After a group of Roman soldiers had beaten Jesus, they dressed Him in a purple robe and put a crown of thorns on His head. Then the soldiers led Jesus out to crucify Him, which meant nailing Him to a wooden cross to hang there until He died. They made Jesus carry His huge cross until He fell under the weight of it. A man named Simon the Cyrenian helped Jesus carry His cross.
They led Him to the top of a small hill called Golgotha, and crucified Him there. The soldiers then threw dice to decide who would get His clothes. Pilate had a notice fixed to the cross saying, “Jesus of Nazareth, King of the Jews.” Two robbers were also crucified at the same time, one on either side of Him. Jesus prayed for the Romans who had crucified Him. “Father, forgive them, for they know not what they do.”

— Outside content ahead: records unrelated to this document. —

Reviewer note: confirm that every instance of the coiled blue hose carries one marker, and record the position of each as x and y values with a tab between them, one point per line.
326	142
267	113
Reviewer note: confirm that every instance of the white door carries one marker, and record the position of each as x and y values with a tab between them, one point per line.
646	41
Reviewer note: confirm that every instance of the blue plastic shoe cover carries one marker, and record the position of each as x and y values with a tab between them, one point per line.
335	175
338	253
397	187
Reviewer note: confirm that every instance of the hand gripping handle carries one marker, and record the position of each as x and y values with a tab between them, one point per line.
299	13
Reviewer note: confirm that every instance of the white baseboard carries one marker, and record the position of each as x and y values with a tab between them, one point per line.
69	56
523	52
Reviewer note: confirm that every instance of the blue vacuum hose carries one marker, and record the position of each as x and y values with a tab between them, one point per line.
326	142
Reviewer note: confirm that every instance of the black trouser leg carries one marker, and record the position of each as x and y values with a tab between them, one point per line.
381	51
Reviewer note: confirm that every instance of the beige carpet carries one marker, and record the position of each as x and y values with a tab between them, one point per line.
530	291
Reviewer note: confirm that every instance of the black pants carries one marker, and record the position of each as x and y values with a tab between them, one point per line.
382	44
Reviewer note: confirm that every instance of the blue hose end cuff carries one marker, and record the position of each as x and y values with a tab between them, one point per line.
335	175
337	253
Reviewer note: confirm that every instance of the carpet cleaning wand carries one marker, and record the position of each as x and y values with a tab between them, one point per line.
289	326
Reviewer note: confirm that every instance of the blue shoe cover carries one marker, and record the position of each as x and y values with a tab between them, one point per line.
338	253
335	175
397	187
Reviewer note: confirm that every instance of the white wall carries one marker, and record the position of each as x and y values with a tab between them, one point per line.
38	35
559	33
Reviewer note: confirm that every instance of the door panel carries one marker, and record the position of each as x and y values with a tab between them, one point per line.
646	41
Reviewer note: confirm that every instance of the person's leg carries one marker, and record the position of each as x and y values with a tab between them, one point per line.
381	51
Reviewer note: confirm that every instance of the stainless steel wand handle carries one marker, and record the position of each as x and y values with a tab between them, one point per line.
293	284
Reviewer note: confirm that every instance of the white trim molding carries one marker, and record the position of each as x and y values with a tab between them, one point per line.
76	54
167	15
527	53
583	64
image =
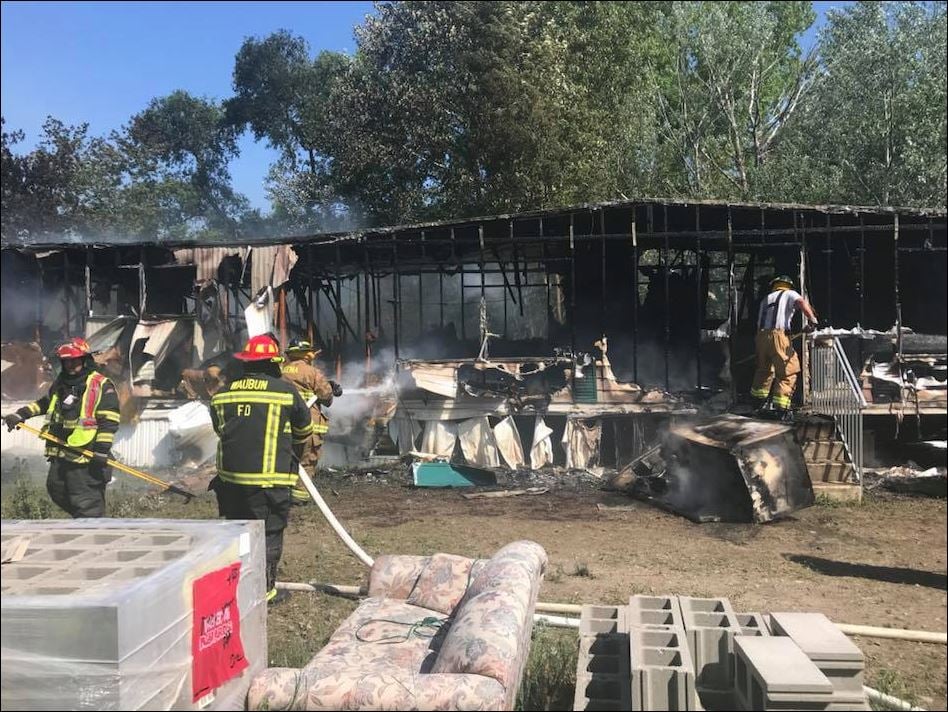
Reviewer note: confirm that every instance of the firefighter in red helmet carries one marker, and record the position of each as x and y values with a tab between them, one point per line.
82	408
263	424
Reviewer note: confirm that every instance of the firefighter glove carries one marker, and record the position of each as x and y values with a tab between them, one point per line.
101	458
12	420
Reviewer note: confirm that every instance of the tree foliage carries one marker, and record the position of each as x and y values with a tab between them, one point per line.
457	108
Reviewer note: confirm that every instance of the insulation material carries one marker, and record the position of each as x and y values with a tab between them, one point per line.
541	452
193	433
109	335
439	438
436	378
207	260
581	442
477	442
508	442
158	335
270	266
404	431
259	314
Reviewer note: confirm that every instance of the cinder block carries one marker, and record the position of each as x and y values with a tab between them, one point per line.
711	626
602	620
602	667
773	673
662	669
654	612
98	613
601	692
752	624
827	646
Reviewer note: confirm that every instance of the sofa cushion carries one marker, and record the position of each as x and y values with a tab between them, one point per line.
484	638
395	576
442	583
513	568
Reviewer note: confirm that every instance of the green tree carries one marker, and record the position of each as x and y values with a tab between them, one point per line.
875	131
737	78
457	108
177	153
282	96
66	186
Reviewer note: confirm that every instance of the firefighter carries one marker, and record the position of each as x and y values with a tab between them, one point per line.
311	383
263	425
82	408
777	362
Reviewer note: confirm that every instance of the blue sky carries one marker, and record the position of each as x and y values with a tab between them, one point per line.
102	62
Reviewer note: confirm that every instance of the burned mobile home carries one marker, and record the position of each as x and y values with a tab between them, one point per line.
564	337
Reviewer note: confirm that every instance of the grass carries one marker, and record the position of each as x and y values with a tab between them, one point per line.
549	679
822	500
27	500
581	569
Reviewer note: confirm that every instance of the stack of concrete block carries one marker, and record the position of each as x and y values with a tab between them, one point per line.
773	673
663	673
711	625
602	673
835	655
97	614
753	624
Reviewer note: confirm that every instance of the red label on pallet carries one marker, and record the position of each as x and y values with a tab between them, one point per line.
217	653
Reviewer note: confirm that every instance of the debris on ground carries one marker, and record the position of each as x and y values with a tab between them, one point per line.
909	479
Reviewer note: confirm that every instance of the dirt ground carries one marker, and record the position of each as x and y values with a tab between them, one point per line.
881	563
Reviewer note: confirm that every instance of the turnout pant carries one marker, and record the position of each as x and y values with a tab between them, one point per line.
77	488
777	366
271	504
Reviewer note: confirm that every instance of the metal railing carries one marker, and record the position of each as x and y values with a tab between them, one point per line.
837	392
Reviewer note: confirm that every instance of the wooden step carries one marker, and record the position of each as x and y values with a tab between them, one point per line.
830	471
817	450
838	491
816	429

Some of the people watching jeered at Jesus, saying, “If you truly are the Son of God, come down from the cross and save yourself.” Some of His followers were also there, watching and weeping. Among them was Mary, Jesus’ mother.

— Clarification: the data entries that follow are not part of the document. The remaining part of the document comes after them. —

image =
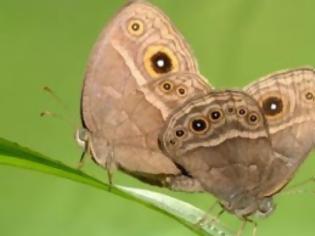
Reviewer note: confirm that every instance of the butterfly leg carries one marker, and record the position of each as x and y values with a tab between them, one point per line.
242	227
182	183
214	219
109	169
83	140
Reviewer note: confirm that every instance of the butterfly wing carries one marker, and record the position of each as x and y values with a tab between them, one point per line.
121	113
287	99
222	140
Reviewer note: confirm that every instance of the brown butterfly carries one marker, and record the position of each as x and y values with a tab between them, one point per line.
244	147
140	70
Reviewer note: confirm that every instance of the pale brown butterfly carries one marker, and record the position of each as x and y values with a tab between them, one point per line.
287	100
140	70
222	140
245	147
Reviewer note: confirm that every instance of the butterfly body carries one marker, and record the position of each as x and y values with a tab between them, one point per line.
140	69
222	140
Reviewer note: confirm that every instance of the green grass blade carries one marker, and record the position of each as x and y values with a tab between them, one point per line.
13	154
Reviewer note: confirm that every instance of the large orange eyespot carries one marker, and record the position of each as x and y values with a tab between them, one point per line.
160	60
272	106
135	27
199	125
242	111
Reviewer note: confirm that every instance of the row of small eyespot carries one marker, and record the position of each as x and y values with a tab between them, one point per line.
168	86
200	125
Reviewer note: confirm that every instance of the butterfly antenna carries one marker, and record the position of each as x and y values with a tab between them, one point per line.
59	117
70	118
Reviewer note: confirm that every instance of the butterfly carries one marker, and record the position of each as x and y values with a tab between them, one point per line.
140	70
245	146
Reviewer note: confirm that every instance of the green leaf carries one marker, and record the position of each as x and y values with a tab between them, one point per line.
12	154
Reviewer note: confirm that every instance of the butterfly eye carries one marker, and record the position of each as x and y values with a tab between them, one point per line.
135	27
199	125
230	110
181	91
253	118
242	111
216	115
272	106
167	86
180	133
159	60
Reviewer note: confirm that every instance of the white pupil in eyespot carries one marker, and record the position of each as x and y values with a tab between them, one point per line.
160	63
273	106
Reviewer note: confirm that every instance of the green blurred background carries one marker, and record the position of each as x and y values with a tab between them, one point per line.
45	42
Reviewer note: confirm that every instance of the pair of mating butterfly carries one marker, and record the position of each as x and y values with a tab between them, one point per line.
149	112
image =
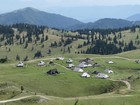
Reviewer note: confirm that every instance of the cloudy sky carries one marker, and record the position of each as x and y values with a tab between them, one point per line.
64	7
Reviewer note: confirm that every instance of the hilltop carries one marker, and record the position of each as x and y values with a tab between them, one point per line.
33	16
41	18
41	41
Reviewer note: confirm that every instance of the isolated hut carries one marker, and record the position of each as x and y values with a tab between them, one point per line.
108	71
77	69
41	63
53	72
85	74
20	64
102	75
69	61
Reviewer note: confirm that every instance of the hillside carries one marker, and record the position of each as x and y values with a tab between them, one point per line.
106	23
37	17
40	18
38	42
135	17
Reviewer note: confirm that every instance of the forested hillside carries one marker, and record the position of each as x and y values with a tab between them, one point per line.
24	41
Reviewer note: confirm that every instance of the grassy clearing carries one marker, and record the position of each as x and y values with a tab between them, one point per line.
70	84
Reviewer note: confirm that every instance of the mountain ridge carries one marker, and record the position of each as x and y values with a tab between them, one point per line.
33	16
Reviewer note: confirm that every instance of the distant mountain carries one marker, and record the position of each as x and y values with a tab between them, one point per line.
104	24
37	17
135	17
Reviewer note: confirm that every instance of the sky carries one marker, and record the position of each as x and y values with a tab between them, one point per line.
9	5
61	6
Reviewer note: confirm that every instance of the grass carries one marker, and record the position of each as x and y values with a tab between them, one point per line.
70	84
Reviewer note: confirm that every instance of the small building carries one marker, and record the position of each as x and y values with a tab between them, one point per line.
110	62
41	63
89	65
70	65
77	69
102	75
137	61
87	60
60	58
20	64
85	74
82	65
95	72
51	62
53	72
69	61
96	65
108	71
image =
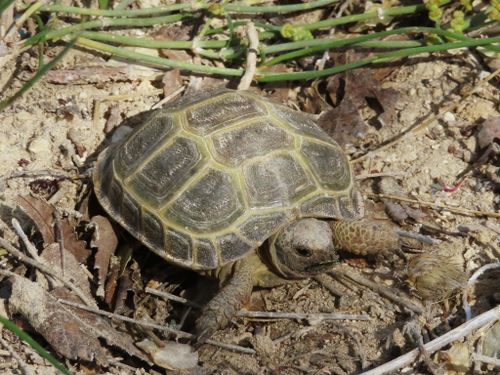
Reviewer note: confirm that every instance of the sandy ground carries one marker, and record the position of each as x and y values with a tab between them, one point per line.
60	128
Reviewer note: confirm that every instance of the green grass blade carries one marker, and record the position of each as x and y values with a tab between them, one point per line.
4	4
36	346
39	74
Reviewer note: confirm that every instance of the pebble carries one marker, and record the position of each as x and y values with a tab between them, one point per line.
40	146
449	118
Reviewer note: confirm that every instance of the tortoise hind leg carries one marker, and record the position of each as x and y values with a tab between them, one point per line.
366	236
227	302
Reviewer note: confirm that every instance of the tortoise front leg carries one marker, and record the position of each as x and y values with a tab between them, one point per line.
365	236
229	300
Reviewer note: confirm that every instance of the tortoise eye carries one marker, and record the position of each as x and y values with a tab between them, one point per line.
303	252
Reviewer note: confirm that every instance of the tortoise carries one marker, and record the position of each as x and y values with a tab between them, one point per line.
232	185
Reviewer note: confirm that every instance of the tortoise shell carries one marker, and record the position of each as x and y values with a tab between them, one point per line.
207	180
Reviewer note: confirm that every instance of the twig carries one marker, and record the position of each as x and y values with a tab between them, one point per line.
382	290
417	236
485	359
23	366
470	283
253	38
308	316
173	297
266	314
433	205
382	174
327	282
433	117
436	344
168	98
25	259
155	326
29	246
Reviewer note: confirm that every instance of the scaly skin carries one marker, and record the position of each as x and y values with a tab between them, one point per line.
362	237
228	301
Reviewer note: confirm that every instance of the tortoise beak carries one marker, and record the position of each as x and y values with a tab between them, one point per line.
320	267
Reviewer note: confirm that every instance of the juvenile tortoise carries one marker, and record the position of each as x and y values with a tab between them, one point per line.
246	190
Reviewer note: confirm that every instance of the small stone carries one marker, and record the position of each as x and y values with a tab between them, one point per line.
40	146
449	118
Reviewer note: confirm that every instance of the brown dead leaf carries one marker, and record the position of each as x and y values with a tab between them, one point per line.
105	240
489	132
344	123
174	32
362	88
112	280
42	215
71	269
73	333
400	212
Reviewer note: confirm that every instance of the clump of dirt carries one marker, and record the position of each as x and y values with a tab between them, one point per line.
58	128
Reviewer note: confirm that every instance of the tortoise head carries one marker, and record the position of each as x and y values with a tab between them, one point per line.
302	249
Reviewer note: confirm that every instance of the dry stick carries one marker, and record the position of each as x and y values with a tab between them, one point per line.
327	282
436	344
380	289
176	332
253	39
381	174
433	205
29	246
470	283
267	314
485	359
23	366
425	124
25	259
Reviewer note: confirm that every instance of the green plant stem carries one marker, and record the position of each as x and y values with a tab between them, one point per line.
36	77
263	76
316	45
106	22
158	61
152	43
242	8
385	12
186	7
35	345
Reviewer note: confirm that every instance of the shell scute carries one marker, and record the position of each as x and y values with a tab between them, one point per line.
157	179
258	228
278	180
206	254
221	110
257	138
232	247
142	142
209	204
329	164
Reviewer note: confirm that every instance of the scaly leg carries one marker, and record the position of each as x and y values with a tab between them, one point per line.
227	302
365	236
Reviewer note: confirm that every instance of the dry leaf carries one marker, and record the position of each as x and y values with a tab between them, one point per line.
344	123
73	333
42	214
489	132
398	211
105	240
71	269
171	355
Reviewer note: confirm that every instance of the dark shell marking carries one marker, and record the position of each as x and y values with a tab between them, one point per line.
203	182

At noon, the country was covered in a strange darkness that lasted for three hours. About three o’clock, Jesus cried out, “My God, why have You forsaken Me?” God was having Jesus experience the lonely death of sinners who feel they don’t have God’s help.

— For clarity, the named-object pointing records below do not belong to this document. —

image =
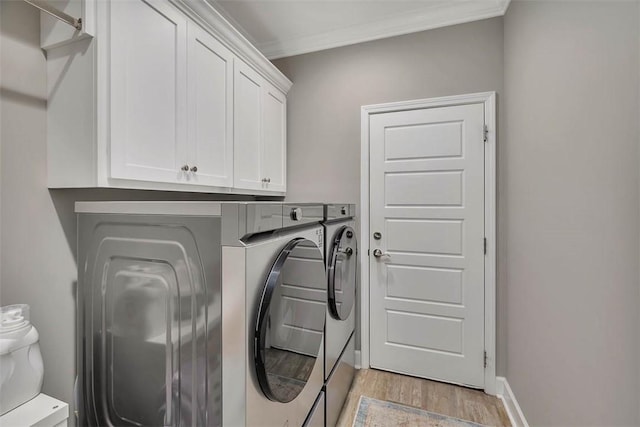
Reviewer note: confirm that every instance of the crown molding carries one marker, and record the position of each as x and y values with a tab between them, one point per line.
435	16
203	12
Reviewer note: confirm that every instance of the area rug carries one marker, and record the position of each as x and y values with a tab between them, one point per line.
380	413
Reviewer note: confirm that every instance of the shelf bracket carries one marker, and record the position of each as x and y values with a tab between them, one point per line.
44	6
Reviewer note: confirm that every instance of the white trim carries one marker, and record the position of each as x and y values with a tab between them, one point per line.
433	16
489	101
504	392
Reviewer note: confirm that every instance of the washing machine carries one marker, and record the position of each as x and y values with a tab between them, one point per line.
279	379
341	249
200	313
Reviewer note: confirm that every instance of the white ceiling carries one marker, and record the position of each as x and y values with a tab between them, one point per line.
282	28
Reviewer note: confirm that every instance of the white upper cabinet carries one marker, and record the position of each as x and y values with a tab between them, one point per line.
148	91
274	134
247	128
260	132
210	150
166	96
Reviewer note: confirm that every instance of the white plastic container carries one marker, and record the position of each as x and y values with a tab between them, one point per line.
21	368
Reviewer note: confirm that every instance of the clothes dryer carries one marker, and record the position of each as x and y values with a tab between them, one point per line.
341	250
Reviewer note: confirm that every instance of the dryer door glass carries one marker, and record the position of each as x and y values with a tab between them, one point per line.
342	273
290	320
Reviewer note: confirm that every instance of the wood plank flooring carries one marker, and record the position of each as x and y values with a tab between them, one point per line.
445	399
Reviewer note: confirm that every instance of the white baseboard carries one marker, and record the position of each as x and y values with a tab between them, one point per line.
358	360
505	394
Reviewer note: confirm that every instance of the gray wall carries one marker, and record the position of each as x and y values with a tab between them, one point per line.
330	87
38	226
570	163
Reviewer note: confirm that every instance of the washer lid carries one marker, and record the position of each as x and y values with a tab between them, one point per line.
343	262
290	320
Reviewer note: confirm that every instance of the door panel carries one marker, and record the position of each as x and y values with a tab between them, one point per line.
247	127
148	91
427	288
210	110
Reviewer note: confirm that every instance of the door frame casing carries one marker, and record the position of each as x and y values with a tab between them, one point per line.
489	101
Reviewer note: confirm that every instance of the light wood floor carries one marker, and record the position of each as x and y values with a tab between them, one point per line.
445	399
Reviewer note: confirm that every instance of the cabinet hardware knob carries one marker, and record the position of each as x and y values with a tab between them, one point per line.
379	254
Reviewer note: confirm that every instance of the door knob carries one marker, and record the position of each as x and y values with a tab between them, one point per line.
295	214
378	253
348	251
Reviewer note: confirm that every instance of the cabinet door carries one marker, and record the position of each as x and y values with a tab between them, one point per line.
274	137
148	44
210	153
247	128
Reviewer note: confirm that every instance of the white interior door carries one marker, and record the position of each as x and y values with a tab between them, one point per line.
427	203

Jesus said He was thirsty, and someone put a sponge soaked in vinegar to His lips. Then He said, “It is finished.” Jesus was dying to take the punishment for all the sins of mankind. He cried to God, “Into Your hands I commit My spirit.” Then He died. To make sure He was dead, the soldiers pierced His side with a spear, and blood and water ran out.
Right then the thick curtain in the Jewish temple was ripped from top to bottom, the earth shook, and rocks split apart. The soldiers at Jesus’ crucifixion were terrified and said, “Truly this man was the Son of God.”
In the evening, a man named Joseph of Arimathea went to Pilate and asked for Jesus’ body. Joseph and others took His body down from the cross, wrapped it in a linen shroud, and put it in a new tomb, carved out of solid rock, which Joseph had bought for himself. A huge stone was rolled across the entrance to the tomb, and Joseph and the others went away.
Early Sunday morning, several women who were followers of Jesus went to the tomb. When they arrived, they saw that the stone had been rolled away, so they went in. There they saw a young man whose face shone and whose clothes were white as snow. The soldiers who had been there to guard the tomb had been afraid and had run away.
The man with the shining face said, “Don’t be afraid. Jesus is not here, but He has risen as He said. He has gone to Galilee. You will see Him there.” For the next forty days, Jesus was seen by His disciples and hundreds of other people.
From this story comes the tradition of Easter. It begins with Good Friday, which represents the day Jesus died on the cross, and ends on Easter Sunday, which is a day to rejoice because Jesus rose from the dead. In His death He took away the barrier of wrongdoing that separates us from God, and in His resurrection He showed His power to transform us and give us His new life of the Spirit inside. We just have to ask, and He will do all this for us, because He suffered, died, and rose again-just for us.
Yes, Jesus lives! And that’s not all. He will live in the heart of anyone who invites Him in. He will forgive sins and give a new start in life-a life of love and happiness that gets better and better the more one learns about Jesus and His ways through prayer and reading the Bible, and from other Christians. He said, “I am come that you might have life,” and “Whom the Son has set free is free indeed” (John 10:10, 8:36).
For God so loved the world that He gave His only Son, so that all who believe in Him will not perish but have everlasting life (John 3:16).